Labor in India Defined

Labor in India refers to employment in India’s economy. Based on 2012 statistics, there were approximately 487 million laborers in India. In fact, it is the second largest next to China.

More than 94 percent of those laborers work in unorganized or unincorporated enterprises such as pushcart vendors and home-based diamond and gem polishing jobs. Unorganized sector refers to all unlicensed or unregistered economic activity and self-employed.

Meanwhile, as for the organized or formal sector include employees employed by the Indian government, state-owned and private sector enterprises, licensed organizations, publicly traded companies, incorporated or duly registered companies, corporations, factories, shopping malls, hotels and giant businesses.

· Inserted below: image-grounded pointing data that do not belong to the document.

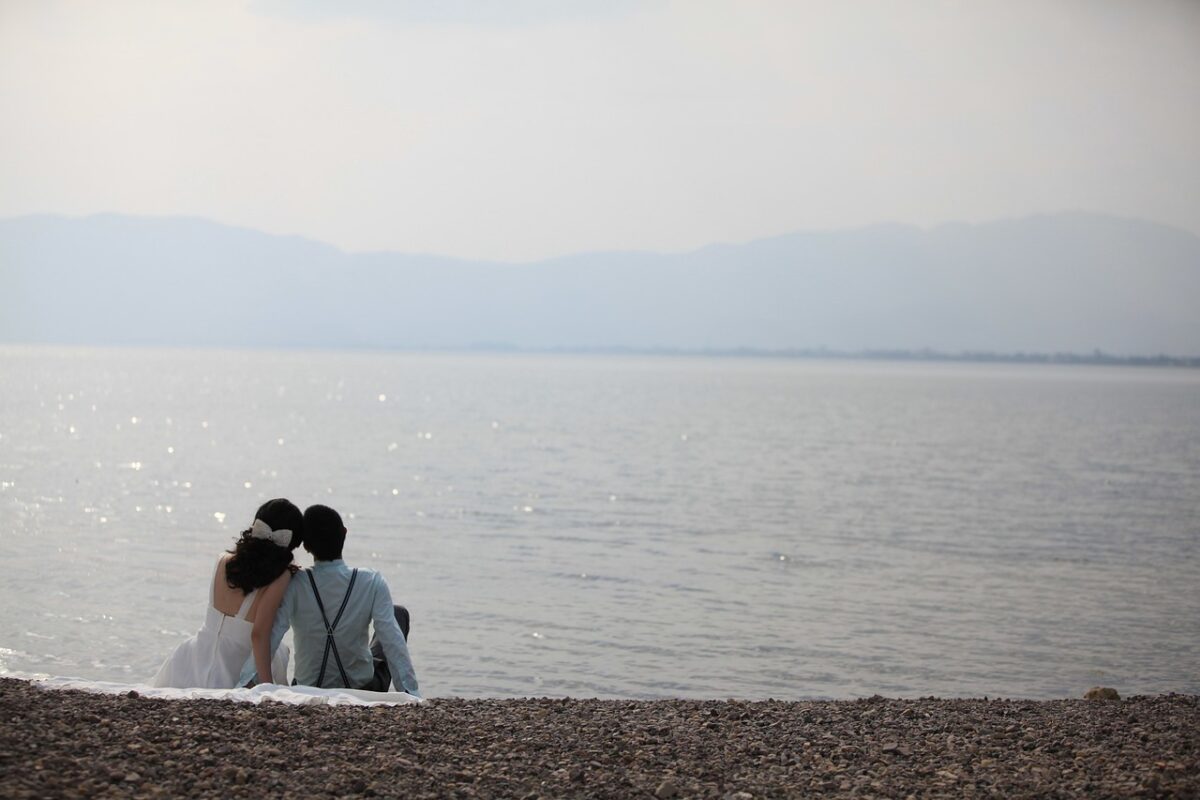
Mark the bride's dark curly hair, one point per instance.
(258, 561)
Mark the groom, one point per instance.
(329, 607)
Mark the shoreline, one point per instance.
(61, 743)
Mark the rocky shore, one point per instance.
(72, 744)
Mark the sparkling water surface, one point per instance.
(625, 527)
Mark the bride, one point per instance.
(244, 595)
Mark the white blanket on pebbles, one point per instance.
(261, 693)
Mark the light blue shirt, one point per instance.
(370, 602)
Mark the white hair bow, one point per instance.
(262, 530)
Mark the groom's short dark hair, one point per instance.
(323, 533)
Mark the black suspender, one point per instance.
(330, 644)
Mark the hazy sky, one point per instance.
(535, 127)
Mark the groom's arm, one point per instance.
(395, 648)
(282, 621)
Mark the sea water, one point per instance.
(625, 527)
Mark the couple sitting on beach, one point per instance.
(257, 594)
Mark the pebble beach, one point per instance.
(73, 744)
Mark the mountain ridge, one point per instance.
(1067, 282)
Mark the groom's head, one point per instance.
(323, 533)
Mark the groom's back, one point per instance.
(346, 596)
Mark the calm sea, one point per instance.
(627, 527)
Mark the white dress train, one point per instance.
(214, 657)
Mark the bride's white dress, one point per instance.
(214, 657)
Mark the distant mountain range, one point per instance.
(1067, 282)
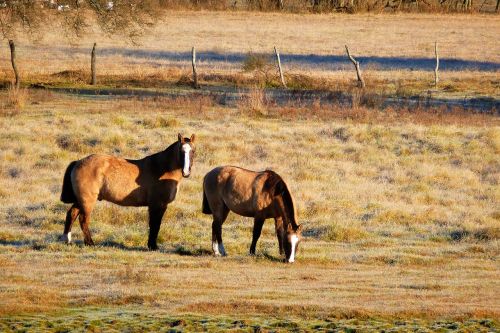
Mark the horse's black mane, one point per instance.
(275, 185)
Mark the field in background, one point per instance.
(396, 53)
(400, 213)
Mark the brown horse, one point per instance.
(260, 195)
(151, 181)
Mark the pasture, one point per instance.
(400, 207)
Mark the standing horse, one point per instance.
(151, 181)
(260, 195)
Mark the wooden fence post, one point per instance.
(282, 77)
(13, 61)
(436, 75)
(92, 66)
(361, 82)
(195, 72)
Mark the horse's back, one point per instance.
(109, 178)
(236, 187)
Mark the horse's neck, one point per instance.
(289, 209)
(166, 163)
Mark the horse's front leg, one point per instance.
(155, 216)
(257, 229)
(280, 232)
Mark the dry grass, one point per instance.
(401, 218)
(163, 59)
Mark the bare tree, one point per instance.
(129, 18)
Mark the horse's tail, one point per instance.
(206, 207)
(67, 194)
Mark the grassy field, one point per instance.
(400, 211)
(396, 53)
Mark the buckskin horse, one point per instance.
(152, 181)
(260, 195)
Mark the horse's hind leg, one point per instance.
(71, 216)
(257, 229)
(220, 216)
(84, 223)
(156, 213)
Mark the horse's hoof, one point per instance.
(66, 238)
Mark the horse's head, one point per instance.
(186, 153)
(293, 236)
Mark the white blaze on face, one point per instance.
(293, 240)
(186, 148)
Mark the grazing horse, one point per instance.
(260, 195)
(151, 181)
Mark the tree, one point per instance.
(75, 17)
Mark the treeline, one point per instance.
(345, 6)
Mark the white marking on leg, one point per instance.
(222, 249)
(186, 148)
(294, 240)
(67, 238)
(215, 248)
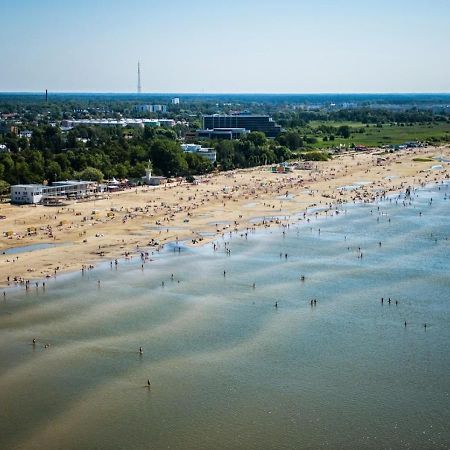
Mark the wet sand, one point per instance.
(101, 230)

Apparently, a majority of labor in India is employed by unorganized or unincorporated sector.

In 2008, in India’s Ministry of Labor report, the agency classified the unorganized sector into four groups according to occupation, nature of employment, specially distressed and service categories.

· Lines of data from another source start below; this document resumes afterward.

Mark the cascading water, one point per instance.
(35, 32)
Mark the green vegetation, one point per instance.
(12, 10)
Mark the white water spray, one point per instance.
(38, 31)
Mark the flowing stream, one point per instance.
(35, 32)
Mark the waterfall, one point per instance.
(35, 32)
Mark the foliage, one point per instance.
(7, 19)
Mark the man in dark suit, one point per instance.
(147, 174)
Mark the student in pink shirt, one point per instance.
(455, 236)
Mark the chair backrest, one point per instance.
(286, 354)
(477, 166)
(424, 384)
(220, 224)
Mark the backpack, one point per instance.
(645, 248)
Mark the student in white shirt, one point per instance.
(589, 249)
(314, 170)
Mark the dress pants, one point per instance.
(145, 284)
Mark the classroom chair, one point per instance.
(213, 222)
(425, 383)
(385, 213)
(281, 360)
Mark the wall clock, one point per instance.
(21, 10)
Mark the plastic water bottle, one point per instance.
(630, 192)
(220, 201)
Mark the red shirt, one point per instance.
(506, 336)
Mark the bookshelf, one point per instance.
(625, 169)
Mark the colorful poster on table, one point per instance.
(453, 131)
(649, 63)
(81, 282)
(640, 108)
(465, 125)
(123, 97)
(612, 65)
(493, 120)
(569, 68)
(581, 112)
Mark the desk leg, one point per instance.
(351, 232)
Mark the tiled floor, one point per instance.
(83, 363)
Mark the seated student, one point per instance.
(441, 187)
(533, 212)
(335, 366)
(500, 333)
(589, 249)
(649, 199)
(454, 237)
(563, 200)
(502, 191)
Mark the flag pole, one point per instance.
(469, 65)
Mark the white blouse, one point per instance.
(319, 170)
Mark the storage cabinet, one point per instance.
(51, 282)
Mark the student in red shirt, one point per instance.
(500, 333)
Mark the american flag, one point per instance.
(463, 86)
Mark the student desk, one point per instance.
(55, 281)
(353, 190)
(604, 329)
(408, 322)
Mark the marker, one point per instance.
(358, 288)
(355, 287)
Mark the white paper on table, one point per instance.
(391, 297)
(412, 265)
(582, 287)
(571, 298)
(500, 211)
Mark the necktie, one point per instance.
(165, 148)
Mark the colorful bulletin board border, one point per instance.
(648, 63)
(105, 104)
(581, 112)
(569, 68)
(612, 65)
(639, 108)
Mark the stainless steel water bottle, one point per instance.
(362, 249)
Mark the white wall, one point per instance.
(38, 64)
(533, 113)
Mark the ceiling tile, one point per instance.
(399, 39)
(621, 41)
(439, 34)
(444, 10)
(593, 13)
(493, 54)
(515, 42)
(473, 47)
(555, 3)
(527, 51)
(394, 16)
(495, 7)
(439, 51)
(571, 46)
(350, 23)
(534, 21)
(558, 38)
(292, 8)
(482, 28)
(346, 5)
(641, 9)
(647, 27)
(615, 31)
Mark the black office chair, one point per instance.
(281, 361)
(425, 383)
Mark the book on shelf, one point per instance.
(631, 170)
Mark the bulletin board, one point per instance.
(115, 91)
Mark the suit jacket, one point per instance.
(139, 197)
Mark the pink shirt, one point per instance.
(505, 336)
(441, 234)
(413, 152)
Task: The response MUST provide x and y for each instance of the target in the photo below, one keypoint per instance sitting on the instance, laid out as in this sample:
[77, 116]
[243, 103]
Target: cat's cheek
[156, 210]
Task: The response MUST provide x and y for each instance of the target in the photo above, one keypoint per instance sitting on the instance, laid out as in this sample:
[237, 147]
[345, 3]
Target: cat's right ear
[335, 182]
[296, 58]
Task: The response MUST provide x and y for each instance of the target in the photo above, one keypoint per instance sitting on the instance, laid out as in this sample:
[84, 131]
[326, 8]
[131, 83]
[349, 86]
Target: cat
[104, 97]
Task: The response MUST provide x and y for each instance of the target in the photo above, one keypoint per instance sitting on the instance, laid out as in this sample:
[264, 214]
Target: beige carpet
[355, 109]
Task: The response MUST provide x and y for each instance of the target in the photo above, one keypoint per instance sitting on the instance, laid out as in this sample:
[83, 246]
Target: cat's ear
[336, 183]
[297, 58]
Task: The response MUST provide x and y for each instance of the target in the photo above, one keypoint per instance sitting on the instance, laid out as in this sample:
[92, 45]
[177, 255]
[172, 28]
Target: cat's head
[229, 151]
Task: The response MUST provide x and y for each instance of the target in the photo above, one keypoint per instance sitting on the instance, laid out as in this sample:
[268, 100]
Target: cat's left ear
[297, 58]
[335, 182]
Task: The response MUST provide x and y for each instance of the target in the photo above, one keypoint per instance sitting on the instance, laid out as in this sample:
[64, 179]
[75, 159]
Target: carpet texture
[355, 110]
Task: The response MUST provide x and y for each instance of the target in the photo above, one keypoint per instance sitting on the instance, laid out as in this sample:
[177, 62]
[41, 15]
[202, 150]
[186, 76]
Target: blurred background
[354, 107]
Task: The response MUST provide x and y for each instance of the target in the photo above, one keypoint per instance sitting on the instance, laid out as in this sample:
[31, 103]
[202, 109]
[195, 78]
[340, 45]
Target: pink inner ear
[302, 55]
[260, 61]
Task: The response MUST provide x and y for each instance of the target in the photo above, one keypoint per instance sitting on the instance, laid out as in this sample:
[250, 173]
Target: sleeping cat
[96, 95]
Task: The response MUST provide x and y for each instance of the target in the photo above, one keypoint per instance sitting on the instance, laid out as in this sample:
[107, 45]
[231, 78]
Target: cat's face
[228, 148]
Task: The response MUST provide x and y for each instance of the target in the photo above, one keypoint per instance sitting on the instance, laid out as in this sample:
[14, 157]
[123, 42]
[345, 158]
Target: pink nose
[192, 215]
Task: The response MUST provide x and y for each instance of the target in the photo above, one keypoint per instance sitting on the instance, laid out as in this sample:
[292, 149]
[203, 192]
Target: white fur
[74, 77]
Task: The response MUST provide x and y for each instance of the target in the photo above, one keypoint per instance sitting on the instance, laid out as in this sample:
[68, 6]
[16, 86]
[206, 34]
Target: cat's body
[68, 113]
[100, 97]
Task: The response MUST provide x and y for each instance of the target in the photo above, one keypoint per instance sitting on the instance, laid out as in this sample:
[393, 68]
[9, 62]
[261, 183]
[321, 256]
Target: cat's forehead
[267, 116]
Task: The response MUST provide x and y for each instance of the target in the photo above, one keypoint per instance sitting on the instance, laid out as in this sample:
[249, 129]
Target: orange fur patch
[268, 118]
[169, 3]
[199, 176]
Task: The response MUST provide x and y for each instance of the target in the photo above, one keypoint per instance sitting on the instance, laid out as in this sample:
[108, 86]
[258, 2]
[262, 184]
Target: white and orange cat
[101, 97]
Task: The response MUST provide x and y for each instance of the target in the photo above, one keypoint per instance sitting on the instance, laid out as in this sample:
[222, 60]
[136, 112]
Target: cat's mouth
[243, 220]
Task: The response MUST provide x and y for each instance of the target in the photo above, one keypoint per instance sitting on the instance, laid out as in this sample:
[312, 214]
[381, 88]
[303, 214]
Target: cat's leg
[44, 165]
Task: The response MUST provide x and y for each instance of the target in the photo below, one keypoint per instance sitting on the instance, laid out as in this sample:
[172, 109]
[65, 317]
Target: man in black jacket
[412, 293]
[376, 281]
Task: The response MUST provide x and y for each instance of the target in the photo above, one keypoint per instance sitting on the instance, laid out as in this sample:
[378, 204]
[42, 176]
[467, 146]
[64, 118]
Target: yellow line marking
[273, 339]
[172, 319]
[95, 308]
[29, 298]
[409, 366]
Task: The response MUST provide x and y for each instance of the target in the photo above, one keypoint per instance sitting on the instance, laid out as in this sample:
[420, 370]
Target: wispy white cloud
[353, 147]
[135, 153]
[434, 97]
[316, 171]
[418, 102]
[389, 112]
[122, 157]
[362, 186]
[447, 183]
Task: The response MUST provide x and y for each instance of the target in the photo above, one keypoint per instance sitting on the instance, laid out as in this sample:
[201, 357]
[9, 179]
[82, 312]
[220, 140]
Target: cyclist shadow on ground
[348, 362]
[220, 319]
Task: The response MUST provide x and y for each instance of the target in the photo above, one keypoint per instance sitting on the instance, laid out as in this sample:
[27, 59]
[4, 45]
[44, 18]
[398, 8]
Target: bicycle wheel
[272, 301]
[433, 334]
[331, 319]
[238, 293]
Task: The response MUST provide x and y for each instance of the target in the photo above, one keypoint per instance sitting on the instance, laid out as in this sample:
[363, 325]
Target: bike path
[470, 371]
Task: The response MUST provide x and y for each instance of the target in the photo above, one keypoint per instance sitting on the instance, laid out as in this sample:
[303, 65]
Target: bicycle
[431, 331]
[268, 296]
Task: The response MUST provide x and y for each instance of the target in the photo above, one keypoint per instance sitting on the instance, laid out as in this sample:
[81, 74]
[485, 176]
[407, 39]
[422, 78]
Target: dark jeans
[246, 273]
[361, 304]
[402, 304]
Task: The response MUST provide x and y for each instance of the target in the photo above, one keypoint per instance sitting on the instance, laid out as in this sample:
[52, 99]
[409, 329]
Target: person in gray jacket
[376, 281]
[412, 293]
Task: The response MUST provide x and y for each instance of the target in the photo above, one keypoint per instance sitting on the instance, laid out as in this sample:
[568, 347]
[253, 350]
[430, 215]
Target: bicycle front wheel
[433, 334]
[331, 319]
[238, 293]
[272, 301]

Here are some of the jobs under each unorganized groups:

Occupational Group
• Farmers
• Fishermen
• Labeling and packing
• Building and construction workers
• Weavers
• Artisans
• Salt workers
• Workers in quarries
• Workers in saw mills
• Workers in oil mills
• Landless agricultural laborers
• Sharecroppers
• Workers in animal husbandry
• Beedi rolling
• Leather workers

Nature of Employment Group
• Agricultural laborers
• Bonded Laborers
• Migrant Workers
• Contract and Casual Workers

Distressed Group
• Toddy Tappers
• Scavengers
• Carriers of head loads
• Drivers of animal driven vehicles
• Loaders and unloaders

Service Group
• Midwives
• Domestic workers
• Barber shop workers
• Vegetable and fruit vendors
• Newspaper vendors
• Pavement vendors
• Hand cart operators
• Other unorganized retailers

Nevertheless, statistics revealed that the unorganized sector has lesser productivity and offers lower wages. In fact, even though the unorganized sector accounted for more than 94 percent of India’s total number of workers, it created only 57 percent of India’s national domestic product in 2006, or approximately 9 fold less per worker than the organized sector. Said productivity gap severely worsens when rural unorganized sector is compared to urban unorganized sector, having gross value added productivity gap dashing an additional 2 to 4 fold depending on occupation.

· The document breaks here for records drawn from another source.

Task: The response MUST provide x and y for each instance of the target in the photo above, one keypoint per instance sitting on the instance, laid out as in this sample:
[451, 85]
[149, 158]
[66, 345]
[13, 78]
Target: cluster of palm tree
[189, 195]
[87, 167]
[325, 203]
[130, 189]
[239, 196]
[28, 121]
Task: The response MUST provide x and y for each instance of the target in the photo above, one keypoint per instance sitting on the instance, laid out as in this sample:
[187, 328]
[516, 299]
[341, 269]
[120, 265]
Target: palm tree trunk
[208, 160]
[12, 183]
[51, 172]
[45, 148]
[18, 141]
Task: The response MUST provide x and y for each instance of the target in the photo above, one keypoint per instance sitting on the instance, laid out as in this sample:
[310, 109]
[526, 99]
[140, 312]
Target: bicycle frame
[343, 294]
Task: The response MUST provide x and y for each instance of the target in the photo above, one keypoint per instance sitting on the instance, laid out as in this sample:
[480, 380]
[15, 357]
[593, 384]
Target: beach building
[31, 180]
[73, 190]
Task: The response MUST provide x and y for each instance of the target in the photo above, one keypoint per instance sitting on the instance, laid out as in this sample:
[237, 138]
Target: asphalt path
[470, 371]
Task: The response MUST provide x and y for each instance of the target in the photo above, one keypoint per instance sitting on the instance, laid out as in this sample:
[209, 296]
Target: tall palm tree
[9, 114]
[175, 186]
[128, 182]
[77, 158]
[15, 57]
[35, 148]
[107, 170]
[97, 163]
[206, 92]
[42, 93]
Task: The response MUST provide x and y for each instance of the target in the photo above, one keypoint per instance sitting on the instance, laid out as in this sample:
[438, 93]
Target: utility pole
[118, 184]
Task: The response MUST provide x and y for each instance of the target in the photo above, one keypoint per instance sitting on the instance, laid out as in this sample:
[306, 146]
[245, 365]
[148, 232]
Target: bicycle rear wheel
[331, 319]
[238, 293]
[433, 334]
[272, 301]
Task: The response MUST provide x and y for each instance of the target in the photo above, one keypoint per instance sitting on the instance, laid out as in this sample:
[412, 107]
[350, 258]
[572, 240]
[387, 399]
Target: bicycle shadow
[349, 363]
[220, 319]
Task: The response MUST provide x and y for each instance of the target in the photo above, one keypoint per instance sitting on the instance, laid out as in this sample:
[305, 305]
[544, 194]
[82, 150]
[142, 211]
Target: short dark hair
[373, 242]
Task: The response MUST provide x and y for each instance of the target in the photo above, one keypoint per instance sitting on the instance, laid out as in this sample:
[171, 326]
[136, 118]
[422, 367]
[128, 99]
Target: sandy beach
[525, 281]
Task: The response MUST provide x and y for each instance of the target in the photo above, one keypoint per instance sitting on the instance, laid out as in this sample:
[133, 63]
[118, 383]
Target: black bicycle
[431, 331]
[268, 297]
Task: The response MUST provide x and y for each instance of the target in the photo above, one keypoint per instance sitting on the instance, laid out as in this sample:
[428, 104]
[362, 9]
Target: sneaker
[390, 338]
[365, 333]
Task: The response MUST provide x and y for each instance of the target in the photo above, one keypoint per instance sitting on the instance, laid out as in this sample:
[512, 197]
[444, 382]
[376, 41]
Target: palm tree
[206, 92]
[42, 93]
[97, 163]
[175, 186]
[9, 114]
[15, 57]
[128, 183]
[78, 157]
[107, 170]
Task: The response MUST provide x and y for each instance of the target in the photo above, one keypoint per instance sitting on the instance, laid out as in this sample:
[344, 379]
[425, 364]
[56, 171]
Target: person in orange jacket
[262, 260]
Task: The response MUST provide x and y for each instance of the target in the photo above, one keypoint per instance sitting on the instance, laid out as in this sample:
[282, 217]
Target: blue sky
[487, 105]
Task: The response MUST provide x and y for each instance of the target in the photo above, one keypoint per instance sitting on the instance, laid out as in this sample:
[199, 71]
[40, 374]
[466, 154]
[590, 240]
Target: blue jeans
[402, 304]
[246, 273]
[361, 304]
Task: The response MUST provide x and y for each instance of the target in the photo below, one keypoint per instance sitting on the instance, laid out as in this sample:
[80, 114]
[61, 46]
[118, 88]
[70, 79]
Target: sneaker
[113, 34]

Most of the lowest income jobs are in the rural unorganized sectors. In fact, poverty rates are reported to be considerably higher in families where members have only worked in the unorganized sectors.

Approximately 30 million workers are migrant workers who are mostly in agriculture and stable employments aren’t often unavailable for them.

As of 2010, the country’s National Sample Survey Office, in its recent report claimed that unorganized manufacturing, unorganized trading / retail and unorganized services employed approximately 10 percent each of all laborers across the globe. It further noted that the country had approximately 58 million unincorporated non-Agriculture enterprises in the same year.

In the organized private sector, having more than 10 workers per company, the largest employers as of 2008 were as follows:

• Manufacturing at 5 million;
• Social services at 2.2 million
• Finance at 1.1 million
• Agriculture at 1 million

In the same year, India had more employees in central and state government than in all private sector companies.

If both state-owned companies and local government employees were included, the country had a 1.8:1 ratio between public and private sector employees. When it comes to gender equality in the workforce, male to female ratio was 5:1 both in government and government owned enterprises while the private sector presented better at 3:1 ratio. If combined, totaling only companies with more than 10 employees per company, the organized private and public sector employed some 2.2 million men and 5.5 million women.

Provided its natural rate of growth in population and aging characteristics in India, the country is adding nearly 13 million new laborers every year to its employment industry. Also, it has been adding approximately 8 million new jobs every year mainly in low paying, unorganized sector.

Unfortunately, there are some 5 million youth joining the pool of under paid partial employments, casual labor for temporary infrastructure and construction jobs, or in many instances, being unemployed.